Cuando el resultado no importa
Dan para mucho 35 años de futbolero. Más aún para un granadinista nacido en los ochenta. Partidos vitales, decepciones, sueños rotos… pero también ascensos agónicos, victorias de prestigio y goles en el último minuto. Sin embargo, pocos partidos he vivido tan nervioso como el de este domingo y eso que no era una cita trascendental, sino un simple partido de mediados de Liga, de esos los que sumar puntos o dejar de hacerlo se presupone trivial. Por ello no encaré el día de ninguna manera especial, nada de previas ni quedadas con amigos. Un paseo mañanero con mis hijas por San Miguel Alto, jugar un rato al escondite por la muralla, bajar hasta la calle Pagés y dar media vuelta para almorzar tranquilamente en casa. Una mañana apacible, en la que solo una cosa me hacía sentir incómodo: los mensajes que me iban llegando sobre la injusticia que se había labrado en contra del Granada. Más allá de protocolos federativos y brotes epidémicos, hacer jugar a un equipo a la vez que lo menguas forzosamente me resultaba algo cruel.
Uno de los mensajes que recibí hizo volar mi imaginación mientras divisaba Granada a vista de pájaro desde lo alto de la Ermita. Era la convocatoria del equipo que marchaba en esos instantes hacia San Sebastián. Entre nombres desconocidos, me paré en el de Ángel, un crío de apenas 18 años que en unas horas tendría que defender la portería de un equipo mermado. Una papeleta que podría destruir su carrera deportiva. Y me vino a la mente un partido que aún guardo nítidamente en mi memoria, cuando aún mantenía la ilusión de sentirme futbolista. No recuerdo qué día era, ni mi edad concreta, más allá de que rondaría los 15 y que era una mañana gris. Por circunstancias que ahora mismo se me escapan, nos plantamos en el Barrio del Zaidín sin porteros. Ni titular ni suplente. Mi entrenador no tuvo mejor decisión que sortear entre todos quien defendería nuestra portería, sin siquiera comprobar las habilidades de cada uno. Yo apreté los dientes y crucé los dedos, las paradas nunca habían sido mi fuerte. Pero al igual que ruegas no ser llamado para el examen oral en el instituto y al final cateas; o corres calle abajo para no ser reconocido tras una trastada y te pillan; aquella mañana una sudadera verde tapó mi número seis de la espalda. Aún puedo sentir las miradas de los chicos del equipo contrario clavadas en mi paralizado cuerpo ante los golpeos de mis compañeros.
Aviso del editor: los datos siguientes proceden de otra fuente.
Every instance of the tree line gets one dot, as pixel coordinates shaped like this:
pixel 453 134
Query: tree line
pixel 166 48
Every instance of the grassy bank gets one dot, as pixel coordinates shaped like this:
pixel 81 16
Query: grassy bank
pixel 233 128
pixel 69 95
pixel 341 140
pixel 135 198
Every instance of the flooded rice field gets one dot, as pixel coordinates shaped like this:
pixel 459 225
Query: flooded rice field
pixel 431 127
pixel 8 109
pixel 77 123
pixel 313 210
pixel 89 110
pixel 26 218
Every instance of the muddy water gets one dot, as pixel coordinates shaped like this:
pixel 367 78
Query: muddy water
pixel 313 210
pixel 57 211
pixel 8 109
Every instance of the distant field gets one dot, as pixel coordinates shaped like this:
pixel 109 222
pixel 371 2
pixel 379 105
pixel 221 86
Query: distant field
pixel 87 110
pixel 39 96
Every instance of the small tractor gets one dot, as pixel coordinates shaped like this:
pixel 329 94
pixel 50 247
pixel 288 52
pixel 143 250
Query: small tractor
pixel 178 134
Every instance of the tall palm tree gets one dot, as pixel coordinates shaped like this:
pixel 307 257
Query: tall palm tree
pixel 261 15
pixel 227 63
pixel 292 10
Creo que no atajé siquiera un lanzamiento en los 20 minutos de calentamiento.
Cuando ya sentía la suerte echada -la mía y la del equipo- mi amigo Julio Camacho me quitó la sudadera y con el beneplácito del entrenador, me brindó su espacio en el centro del campo. El partido fue un partido de esos de puro coraje, Julio lo paró todo y ganamos ante la sorpresa de propios y extraños. Tuvimos que salir del polideportivo a la carrera para evitar contratiempos. Estábamos medio desnudos en plena calle, sudorientos y magullados, pero todos éramos felices. Habría dado igual perder, la cuestión era haber plantado cara. Aquel día nos sentimos un verdadero equipo, quizá por única vez en toda la temporada.
Mientras descendía por la Carretera de Murcia respondiendo las mil preguntas que me hacían mis hijas, mi enferma empatía no podía parar de pensar en aquel calentamiento infernal y en el bueno de Ángel. Sin duda, el Granada iba a perder, pero en la forma de hacerlo dependerían otras cosas en juego mucho más importantes que los tres puntos. Detrás de su portería estaba el orgullo de toda esa ciudad que se presentaba bajo nuestros pies. Aunque aquella mañana gris yo me borré de la portería, en esta ocasión pasara lo que pasara, estaría tras ella, junto a Ángel. Por suerte, el adolescente demostró el porqué está volviendo a estas horas a la ciudad con el primer equipo del Granada CF, y yo estoy en casa tecleando torpemente estas letras. Enhorabuena Ángel, ayer todos fuimos tú, pero tú fuiste todos nosotros juntos.